The CSV file must have the following fields:
- Close time of the candle: closeTime or date
- Open price of the candle: open
- High price of the candle: high
- Low price of the candle: low
- Close price of the candle: close
The CSV file can have the following optional fields:
- Open time of the candle: openTime, openTime
- Volume in the candle: volume
- Asset volume of the candle: assetVolume
- Number of trades done in the candle: numberOfTrades
Pay attention: follow these rules:
- Each field can be written without considering case sensitivity.
- The order of the fields in the CSV file is not important.
- Any additional fields will not cause an error but won't be added to the database.

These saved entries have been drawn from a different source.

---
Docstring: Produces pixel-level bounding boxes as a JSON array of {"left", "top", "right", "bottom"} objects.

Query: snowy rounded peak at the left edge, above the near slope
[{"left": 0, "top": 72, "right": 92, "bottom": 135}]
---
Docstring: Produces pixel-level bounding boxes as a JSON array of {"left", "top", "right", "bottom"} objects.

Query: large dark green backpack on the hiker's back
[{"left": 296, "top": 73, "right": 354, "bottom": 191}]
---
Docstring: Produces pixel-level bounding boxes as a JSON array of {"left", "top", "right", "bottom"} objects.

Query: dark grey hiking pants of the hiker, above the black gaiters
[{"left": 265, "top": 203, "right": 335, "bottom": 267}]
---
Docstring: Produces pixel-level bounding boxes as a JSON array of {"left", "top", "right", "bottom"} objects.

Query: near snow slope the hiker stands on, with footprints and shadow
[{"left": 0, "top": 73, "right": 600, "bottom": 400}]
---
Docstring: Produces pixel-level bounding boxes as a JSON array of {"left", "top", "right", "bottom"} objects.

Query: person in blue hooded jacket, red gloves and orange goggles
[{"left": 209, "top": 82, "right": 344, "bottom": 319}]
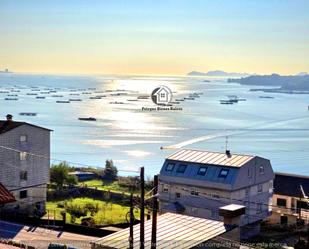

The following table outlines the primary methods available within this framework.
Method | Description |
---|---|
deleteHistoricalData | Deletes historical data of a symbol and interval |
deleteMultiResult | Deletes the saved result of a multi-symbol execution |
deleteResult | Deletes the saved result of an execution |
downloadHistoricalData | Downloads historical data of a symbol and interval from Binance |
exportFileCSV | Exports historical data of a symbol and interval to a CSV file |
findHistoricalData | Returns the historical data of a symbol and interval |
findHistoricalDataNames | Returns the names of the saved historical data |
findHistoricalDataSets | Returns all saved historical data |
findMultiResultNames | Returns the names of the saved multi-symbol execution results |
findMultiResults | Returns the saved multi-symbol execution results |
findResultNames | Returns the names of the saved execution results |
findResults | Returns the saved execution results |
findStrategies | Returns the strategies saved in the database |
findStrategy | Returns the strategy by its name |
findStrategyNames | Returns the names of the strategies saved in the database |
getCandleStartDate | Returns the date of the first candle (1m) through Binance |
getCandles | Returns the candles of a symbol and interval |
getIntervals | Static list of usable intervals |
getMultiResult | Returns the saved result of a multi-symbol execution |
getResult | Returns the saved result of an execution |
importFileCSV | Imports historical data from a CSV file |
isValidInterval | Checks if an interval is valid (among those from getIntervals) |
parseRunResultsStats | Processes the results and returns an object with the statistics |
runStrategy | Runs a single strategy, multi-symbol with or without supporting intervals |
saveMultiResult | Saves the result of the previously executed strategy |
saveResult | Saves the result of the previously executed strategy |
scanStrategies | Rereads and updates the list of strategies and associated parameters |
Prisma is a modern DB toolkit to query, migrate and model your database.
In this project, Prisma is used with SQLite
to avoid the need for installing other databases. If necessary, the database file can be deleted or updated.
Below are some useful commands to run from the terminal/shell:
- Run
npx prisma
to display the command line help; - Run
npx prisma validate
to validate the prisma.schema; - Run
npx prisma generate
to generate artifacts, such as the Prisma client; - Run
npx prisma db push
to push the Prisma schema state to the database.
However, it's always recommended to refer to the official Prisma documentation for detailed information.